Júnior lembra que, quando criança, ouvia a pesquisadora em palestras na escola dizer que chegaria o dia em que gente do mundo inteiro viajaria para a região. À época, ele não conseguia acreditar. “Vivíamos aqui no sertão, no semiárido, distante de tudo. Mas, agora, a gente tá vendo que isso tudo já está acontecendo.”
Guidon também afirmava que, quando a chegada de turistas começasse, seria necessário construir infraestrutura como hotéis e que quem deveria prevalecer nesses negócios eram os próprios habitantes.
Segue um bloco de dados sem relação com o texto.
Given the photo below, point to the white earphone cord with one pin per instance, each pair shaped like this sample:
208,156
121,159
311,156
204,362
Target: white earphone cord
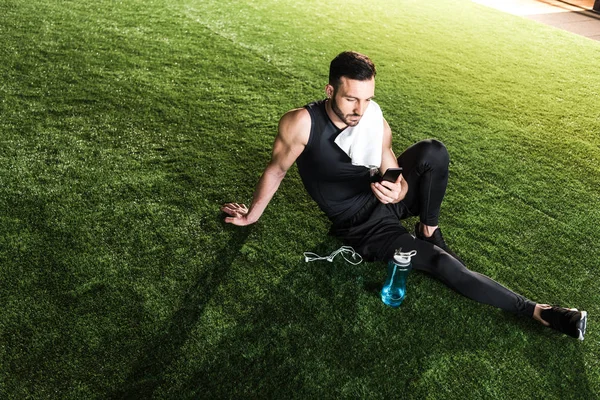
309,256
Nos meses de seca da região, de dezembro a fevereiro, Júnior conta que o pai precisava ir até o Pará trabalhar no garimpo. Havia outros homens que iam para Brasília trabalhar em construção civil e outros se direcionavam a São Paulo. As crianças ficavam com as mães em casa, e o trabalho era sobretudo de agricultura familiar de subsistência.
Mas, segundo Júnior, entre o fim da década de 1980 e o início da de 90 isso mudou. O pai deixou de fazer migrações sazonais e começou a trabalhar como técnico de arqueologia com Guidon. “De uma hora para a outra, transformou a vida da gente.”
Júnior também seguiu o caminho da arqueologia. Fez cursos de conservação e começou a atuar na limpeza de pinturas rupestres, em uma equipe coordenada por Guidon. Trabalhou com ela por 12 anos. Em 2018, a criação do Museu da Natureza, localizado na entrada do parque, aumentou o fluxo de turistas e Júnior decidiu se arriscar e entrar no ramo da hotelaria.
Ele começou seu hotel em um terreno onde já havia um clube recreativo e construiu três apartamentos. O lugar cresceu e, hoje, são 23.
Talita Aparecida Landim de Souza, 35, que atua como guia no parque, também diz que teve sua vida influenciada por Guidon. A arqueóloga, segundo ela, mostrou que a preservação da região poderia ser uma forma de gerar renda para a comunidade.
A guia nasceu em São Paulo, mas sua família é do Piauí. Em 2003, aos 14 anos, ela foi morar na comunidade Sítio do Mocó. De lá para cá, muita coisa mudou. “Aqui, era tudo mato. E, hoje, a gente vê a comunidade crescendo, as pessoas empreendendo, com pousadas, artesão crescendo. As pessoas buscando se formar, os jovens com o olhar voltado também para o parque.”
Ela se tornou guia a partir de um curso fornecido pela Fundham. Também trabalhou com cerâmica reproduzindo as imagens rupestres do parque. Isso se tornou mais uma das atividades econômicas da região.
E, de acordo com Talita, era um desejo de Guidon que as mulheres ganhassem espaço no mercado de trabalho. “Quando ela chegou aqui era muito difícil ver as mulheres trabalhando fora de casa.”
Uma maneira encontrada de incluir mulheres foi contratá-las para trabalhar nas escolas, como cozinheiras por exemplo, e colocá-las nas guaritas dos parques. “Hoje, nas guaritas dos parques, são só as mulheres que trabalham.”